As an assistant professor at Pratt Institute’s Graduate and Undergraduate Communication Design Departments, kimi teaches courses in independent publishing, critical theory, writing, research-based and collective practices. Informed by anarchist and abolitionist frameworks, their work as a facilitator and educator aims to deepen our capacities for collective life-sustaining practices. Currently, they are a research faculty fellow with Pratt’s Center for Teaching and Learning.  

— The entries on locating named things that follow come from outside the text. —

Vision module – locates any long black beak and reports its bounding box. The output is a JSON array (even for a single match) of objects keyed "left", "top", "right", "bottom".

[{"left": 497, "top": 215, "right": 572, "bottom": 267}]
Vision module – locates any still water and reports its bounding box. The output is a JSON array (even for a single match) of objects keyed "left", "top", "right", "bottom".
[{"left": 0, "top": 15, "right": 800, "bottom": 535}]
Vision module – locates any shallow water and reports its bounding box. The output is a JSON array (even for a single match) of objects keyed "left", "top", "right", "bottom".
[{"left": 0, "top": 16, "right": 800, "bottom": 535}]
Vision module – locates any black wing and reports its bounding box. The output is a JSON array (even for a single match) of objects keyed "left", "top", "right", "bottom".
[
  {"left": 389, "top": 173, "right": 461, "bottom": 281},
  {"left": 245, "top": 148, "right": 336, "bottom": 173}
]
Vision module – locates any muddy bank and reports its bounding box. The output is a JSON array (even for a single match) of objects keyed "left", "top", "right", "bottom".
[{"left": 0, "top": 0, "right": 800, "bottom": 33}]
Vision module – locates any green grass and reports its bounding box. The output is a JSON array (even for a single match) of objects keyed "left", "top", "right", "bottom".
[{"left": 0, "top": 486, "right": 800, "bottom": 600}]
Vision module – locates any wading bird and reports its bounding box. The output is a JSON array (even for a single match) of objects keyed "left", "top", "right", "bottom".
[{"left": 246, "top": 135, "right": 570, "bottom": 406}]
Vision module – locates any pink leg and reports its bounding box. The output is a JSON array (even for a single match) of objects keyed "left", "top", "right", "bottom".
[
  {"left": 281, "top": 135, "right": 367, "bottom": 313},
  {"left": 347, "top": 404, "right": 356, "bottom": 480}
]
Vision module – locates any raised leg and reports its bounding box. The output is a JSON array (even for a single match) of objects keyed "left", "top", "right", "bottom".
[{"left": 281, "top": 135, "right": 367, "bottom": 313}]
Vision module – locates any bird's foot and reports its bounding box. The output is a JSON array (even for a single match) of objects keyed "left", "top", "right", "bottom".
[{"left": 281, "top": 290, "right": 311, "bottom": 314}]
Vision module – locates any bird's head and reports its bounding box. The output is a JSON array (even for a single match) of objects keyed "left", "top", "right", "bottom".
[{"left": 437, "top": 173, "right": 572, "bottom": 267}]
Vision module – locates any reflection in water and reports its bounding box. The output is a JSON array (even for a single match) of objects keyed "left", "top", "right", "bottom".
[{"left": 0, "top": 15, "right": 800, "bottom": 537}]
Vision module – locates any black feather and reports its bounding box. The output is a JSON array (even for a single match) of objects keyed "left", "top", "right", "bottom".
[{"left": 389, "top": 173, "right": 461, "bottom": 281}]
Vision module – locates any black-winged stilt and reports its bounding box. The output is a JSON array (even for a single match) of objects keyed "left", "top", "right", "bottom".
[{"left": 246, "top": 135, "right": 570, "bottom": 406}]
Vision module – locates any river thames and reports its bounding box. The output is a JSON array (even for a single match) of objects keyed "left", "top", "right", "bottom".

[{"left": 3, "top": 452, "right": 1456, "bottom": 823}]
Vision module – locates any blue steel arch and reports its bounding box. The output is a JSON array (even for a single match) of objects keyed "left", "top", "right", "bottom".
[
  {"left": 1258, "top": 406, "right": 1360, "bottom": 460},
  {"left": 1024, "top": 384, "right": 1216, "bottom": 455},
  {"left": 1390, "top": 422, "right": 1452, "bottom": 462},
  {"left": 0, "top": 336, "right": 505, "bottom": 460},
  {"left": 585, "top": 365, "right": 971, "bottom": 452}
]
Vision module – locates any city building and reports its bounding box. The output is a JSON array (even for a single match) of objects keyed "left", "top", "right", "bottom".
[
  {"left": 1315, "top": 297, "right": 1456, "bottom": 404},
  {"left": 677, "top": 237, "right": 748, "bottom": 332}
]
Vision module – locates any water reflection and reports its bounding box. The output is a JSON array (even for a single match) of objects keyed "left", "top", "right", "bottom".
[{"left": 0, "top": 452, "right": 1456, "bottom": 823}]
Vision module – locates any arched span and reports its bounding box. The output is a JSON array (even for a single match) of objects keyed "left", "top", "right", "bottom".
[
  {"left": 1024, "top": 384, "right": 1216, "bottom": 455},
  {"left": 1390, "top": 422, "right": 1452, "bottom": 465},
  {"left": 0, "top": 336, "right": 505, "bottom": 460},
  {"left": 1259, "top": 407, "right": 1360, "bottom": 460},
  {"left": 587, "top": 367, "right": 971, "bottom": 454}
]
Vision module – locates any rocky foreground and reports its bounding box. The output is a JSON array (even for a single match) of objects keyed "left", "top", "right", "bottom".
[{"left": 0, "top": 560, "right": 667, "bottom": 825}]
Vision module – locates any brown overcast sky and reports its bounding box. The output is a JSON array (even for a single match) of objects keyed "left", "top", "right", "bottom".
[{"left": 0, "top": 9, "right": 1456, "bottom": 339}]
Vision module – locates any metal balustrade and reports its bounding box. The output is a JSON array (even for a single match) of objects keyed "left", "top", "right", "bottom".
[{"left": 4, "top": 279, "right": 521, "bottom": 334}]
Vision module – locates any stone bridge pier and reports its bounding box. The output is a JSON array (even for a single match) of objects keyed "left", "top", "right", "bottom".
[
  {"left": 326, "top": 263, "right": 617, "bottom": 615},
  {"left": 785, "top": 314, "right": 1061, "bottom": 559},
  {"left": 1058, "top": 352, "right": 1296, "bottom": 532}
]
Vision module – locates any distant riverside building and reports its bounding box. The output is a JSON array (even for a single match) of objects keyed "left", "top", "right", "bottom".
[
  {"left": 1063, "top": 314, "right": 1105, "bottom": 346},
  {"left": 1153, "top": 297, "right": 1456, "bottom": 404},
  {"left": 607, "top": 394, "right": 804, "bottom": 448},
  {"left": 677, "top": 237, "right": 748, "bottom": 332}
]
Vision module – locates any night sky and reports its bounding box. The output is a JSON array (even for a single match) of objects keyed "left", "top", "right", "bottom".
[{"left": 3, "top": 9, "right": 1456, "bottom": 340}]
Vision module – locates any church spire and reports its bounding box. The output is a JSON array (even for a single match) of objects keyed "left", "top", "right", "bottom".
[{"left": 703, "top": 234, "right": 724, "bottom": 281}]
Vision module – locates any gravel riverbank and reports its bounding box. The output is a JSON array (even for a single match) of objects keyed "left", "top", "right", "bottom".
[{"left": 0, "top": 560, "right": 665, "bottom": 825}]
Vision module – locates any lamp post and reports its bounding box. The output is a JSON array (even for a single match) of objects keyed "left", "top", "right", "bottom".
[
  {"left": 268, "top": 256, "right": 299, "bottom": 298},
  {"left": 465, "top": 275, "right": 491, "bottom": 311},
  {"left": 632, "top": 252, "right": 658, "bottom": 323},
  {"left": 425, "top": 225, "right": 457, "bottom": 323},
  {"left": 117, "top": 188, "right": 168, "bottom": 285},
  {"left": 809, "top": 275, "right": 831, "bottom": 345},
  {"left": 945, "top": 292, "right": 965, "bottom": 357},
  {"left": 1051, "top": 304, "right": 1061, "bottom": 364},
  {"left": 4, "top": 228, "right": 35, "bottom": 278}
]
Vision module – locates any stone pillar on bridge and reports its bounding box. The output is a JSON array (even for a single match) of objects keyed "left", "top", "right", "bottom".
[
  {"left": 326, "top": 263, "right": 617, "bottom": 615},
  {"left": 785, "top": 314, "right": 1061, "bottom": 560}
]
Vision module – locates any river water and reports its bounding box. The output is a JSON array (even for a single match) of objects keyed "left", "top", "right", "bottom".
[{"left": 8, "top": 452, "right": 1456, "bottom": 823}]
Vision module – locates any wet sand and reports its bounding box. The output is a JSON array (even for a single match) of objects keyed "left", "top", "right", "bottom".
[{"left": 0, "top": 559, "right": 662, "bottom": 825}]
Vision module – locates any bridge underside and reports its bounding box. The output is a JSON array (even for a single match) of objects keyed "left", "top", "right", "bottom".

kimi was a studio fellow at the Whitney Independent Study Program (’24), earned an MFA in Interdisciplinary Studio from the University of California, Los Angeles (’21), and a BFA in Interdisciplinary Sculpture and concentrated work in Printmaking from the Maryland Institute College of Art (’15). Kimi was born in Tel Aviv–Yafo, raised in Pittsburgh, and calls Baltimore home. They are a queer and neurodivergent diasporan; descendant of sephardi and ashkenazi Andalusian, Palestinian, and European Jews. They live in Brooklyn, NY on unceded Lenape Land.



kimi’s work is archived in the public collections of the Museum of Modern Art, the Brooklyn Museum, the Metropolitan Museum, the Whitney Museum of American Art, The San Francisco Museum of Modern Art, the Library of Congress, Yale University Library, George Peabody Library, John M. Flaxman Library at the School of the Art Institute of Chicago, Art Center College of Design Art Library, Virginia Commonwealth University Special Collections, among others.

kimi’s work has been exhibited at  Westbeth Gallery (2024), the Mandeville Art Gallery at the University of California, San Diego (2023), Vox Populi (2023), the Sarofim School of Fine Arts Gallery at Southwestern University (2023), Lainer Family Gallery at the University of California, Los Angeles (2022), Southern Exposure (2021), Gas Gallery (2021), Printed Matter (2020), Counterpublic (2019), Tufts University Art Galleries (2019 + 2024), George Peabody Library (2019), ACRE Projects (2018), MoMA PS1 (2018), among others.  

kimi has facilitated public programs at conferences and art institutions including the Allied Media Conference, UCLA Center for the Study of Women’s Thinking Gender Conference, Common Field Convening, Open Engagement, Art & Feminism, Contemporary Artist Books Conference, Printed Matter Art Book Fair, Center for Book Arts, Pioneer Works, Knockdown Center, Virtual Care Lab, X-TRA, Active Cultures, ICA Los Angeles, ICA at Virginia Commonwealth University, Center for Art, Research, and Alliances (CARA), the Geffen Contemporary at MOCA, among others. kimi has lectured widely at universities including at University of California Berkeley, Yale University, California College for the Arts, Rhode Island School of Design, American University, Ithaca College, School of the Art Institute of Chicago, Antioch University, Tufts University, Maryland Institute College of Art and was formerly an Assistant Professor at Virginia Commonwealth University.

They have been published by the Women’s Studio Workshop, GenderFail, Wendy’s Subway, Temporary Art Review, Arts of the Working Class, BmoreArt, MARCH, Thick Press, Institute for Expanded Research, and the Contemporary (Baltimore).

kimi is the recipient of grants and awards including the Artist Choice Award from Ruth Arts for Press Press (2024), the Lightening Fund Grant by the Andy Warhol Foundation and Los Angeles Contemporary Exhibitions (LACE) (2023), Virginia Commonwealth University Research Grant (2023), Louis Vidal Foundation (2021), the Robert W. Deutsch Foundation (2018), the Ruby’s Artist Grants (2017), the Grit Fund by the Andy Warhol Foundation and the Contemporary Museum (2016), the Fred Lazarus Social Change Award (2015), among others.